Таким образом, эта игра слов показывает, как Смуров характеризи-рует себя. И такой самосознающий элемент своего существования в повести Смуров не замечает. (Помните, как Г умберт Г умберт, персонаж американского романа Набокова, пишет о «McFate», о «МкСудьбе»? Так он называет судьбу, которую видит в маленьких деталях и совпадениях в жизни: в адресах, номерных знаках и т.д.) Смуров, в отличие от других персонажей, таких как Гумберт Гумберт, обретающих существование в своем писании, не признает, что писание сохраняет воспоминания и создает продолжение их жизни. Он отказывается от своей идеи сохранить себя в словесной памяти: он хочет написать письмо перед тем, как покончит с собой, но «оказалось, что писать мне не к кому» (52). Вместо этого писание Сму-рова проявляется в форме «я-глаз», сознающей набоковской действительности, в которой «Смуров-глаз» (как «Смуров-я») остается слепым. В конце концов, эмоции Смурова доказывают живость его существования («как мне еще доказать, как мне крикнуть, что я счастлив» (93), завершает он рассказ), но его стремление к счастью в форме «мертвого глаза» завершается полной потерей своего «я». Как утверждает Ксения Басилашвили, «не является ли соглядатаем сам читатель, наблюдающий за текстом, который рождается у него на глазах?»4. Смуров, не зная о набоковской раме, в которую он заключен, едва ли видит то же, что читатель.

Кажется, что Смуров обречен на свое бессознательное состояние, не как человек, а как персонаж; он продолжает существовать словесным обра-

зом в таком мире, где словесные улики - самые изобличительные (как дневник Романа Богдановича).

Есть еще один момент в тексте, где мы можем найти набоковский голос, - в голосе Абума, посредника в сеансах Вайнштока. между живыми и мертвыми.
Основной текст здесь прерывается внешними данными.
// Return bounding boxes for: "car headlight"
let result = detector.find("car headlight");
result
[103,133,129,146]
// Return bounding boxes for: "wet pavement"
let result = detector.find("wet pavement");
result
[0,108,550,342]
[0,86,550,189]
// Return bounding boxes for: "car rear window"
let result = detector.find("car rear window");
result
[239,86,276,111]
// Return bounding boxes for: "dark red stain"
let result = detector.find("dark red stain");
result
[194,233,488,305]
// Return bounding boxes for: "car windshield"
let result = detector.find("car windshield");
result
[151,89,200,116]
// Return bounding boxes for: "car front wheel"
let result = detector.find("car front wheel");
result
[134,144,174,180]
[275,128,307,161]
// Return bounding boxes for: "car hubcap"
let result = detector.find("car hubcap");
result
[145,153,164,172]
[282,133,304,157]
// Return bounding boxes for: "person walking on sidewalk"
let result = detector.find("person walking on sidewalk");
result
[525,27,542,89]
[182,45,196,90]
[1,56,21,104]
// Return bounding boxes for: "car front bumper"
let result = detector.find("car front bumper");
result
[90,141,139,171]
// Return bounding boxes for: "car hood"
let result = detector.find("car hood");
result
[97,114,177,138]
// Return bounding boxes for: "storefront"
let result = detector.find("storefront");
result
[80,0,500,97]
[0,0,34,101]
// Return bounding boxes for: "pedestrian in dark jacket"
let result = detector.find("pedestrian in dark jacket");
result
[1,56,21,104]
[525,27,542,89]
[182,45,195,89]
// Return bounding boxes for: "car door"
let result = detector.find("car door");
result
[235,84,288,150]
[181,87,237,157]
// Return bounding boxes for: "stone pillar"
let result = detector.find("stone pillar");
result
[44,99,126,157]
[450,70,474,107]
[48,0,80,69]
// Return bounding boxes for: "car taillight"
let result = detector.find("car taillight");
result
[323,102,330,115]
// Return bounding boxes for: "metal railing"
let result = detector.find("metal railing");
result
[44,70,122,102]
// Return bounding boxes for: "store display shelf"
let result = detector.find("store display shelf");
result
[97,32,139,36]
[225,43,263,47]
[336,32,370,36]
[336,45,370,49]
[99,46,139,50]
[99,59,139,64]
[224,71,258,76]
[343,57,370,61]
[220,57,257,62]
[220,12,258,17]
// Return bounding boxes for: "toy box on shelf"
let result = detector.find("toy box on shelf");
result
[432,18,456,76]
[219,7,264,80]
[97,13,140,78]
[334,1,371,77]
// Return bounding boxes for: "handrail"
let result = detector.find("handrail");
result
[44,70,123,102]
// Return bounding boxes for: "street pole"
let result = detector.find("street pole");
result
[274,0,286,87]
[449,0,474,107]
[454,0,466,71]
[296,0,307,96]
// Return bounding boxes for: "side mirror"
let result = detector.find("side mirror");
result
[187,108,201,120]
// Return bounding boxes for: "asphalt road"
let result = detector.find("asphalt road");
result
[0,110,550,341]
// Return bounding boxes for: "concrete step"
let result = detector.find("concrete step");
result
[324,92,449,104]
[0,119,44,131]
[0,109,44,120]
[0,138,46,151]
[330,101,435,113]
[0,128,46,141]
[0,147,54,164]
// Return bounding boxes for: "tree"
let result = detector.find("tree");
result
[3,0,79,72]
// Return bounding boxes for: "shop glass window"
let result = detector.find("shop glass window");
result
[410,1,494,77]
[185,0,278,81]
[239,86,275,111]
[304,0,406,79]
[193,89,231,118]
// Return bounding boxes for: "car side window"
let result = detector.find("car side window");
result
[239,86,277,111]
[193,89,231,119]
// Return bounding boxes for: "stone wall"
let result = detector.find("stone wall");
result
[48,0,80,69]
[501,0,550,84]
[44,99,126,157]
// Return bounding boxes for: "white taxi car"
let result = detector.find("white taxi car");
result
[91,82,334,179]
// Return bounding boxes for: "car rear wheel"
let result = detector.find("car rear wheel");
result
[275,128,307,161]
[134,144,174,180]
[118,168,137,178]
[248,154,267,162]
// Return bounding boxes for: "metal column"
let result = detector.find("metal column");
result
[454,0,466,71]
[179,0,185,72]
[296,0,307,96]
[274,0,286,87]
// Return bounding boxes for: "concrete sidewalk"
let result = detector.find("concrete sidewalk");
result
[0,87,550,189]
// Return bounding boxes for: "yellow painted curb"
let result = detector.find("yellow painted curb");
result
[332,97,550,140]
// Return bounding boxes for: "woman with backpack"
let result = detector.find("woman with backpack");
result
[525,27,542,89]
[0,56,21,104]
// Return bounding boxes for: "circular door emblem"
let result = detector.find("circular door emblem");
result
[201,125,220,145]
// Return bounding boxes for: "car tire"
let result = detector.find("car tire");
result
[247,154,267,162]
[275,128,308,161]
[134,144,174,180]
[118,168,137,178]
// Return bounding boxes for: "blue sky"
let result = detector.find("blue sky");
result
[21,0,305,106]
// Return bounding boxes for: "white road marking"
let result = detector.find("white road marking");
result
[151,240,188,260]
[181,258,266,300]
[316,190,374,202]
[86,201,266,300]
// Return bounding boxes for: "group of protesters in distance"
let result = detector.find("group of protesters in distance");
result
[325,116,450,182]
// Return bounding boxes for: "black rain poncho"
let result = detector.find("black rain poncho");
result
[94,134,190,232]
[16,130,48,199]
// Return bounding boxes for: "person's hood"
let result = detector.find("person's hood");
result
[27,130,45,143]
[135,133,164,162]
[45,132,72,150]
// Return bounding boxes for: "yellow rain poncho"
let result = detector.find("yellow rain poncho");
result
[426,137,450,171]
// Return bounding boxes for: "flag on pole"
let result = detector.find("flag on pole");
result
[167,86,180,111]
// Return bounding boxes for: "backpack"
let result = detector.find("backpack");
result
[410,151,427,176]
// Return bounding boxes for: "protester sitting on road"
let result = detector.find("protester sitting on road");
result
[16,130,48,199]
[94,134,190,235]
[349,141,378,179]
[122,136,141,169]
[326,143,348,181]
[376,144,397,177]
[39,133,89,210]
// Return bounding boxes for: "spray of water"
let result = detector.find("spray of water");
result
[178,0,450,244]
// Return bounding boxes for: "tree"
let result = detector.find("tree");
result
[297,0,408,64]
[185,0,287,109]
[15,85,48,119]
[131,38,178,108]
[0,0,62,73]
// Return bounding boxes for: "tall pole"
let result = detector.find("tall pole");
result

Можно сказать, что Абум - единственный метарассказчик в «Соглядатае». Приведем полностью этот диалог:

Вайншток. Дух, кто ты?

Ответ. Иван Сергеевич.

Вайншток. Какой Иван Сергеевич?

Ответ. Тургенев.

Вайншток. Продолжаешь ли ты творить?

Ответ. Дурак.

Вайншток. За что ты меня ругаешь?

Ответ (столик буйствует). Надул. Я - Абум (63).

Когда то, что должно быть нереальным (коммуникация с мертвыми), оказывается даже более ложным, шуткой, становится ли оно истинным? Другая ситуация: нельзя существовать после смерти, но так же невозможно достоверно показать свою смерть в искусстве. Логика нашего рассказчика ставится здесь под сомнение логикой самого Набокова, который играет с нашей верой в представленную действительность...

1 Набоков В. Соглядатай // Набоков В. Собр. соч.: В 5 т. Т. 3. СПб., 2006. С. 49. Далее ссылки на это издание даются в тексте после цитат.

2 Хасин Г. Театр личной тайны. Русские романы В. Набокова. М.; СПб., 2001. С. 143.

3 Там же. С. 144.

4 Басилашвили Кс. Роман Набокова «Соглядатай» // В.В. Набоков: pro et contra / Сост. Б Аверина, М. Маликовой, А. Долинина. СПб., 1999. С. 805.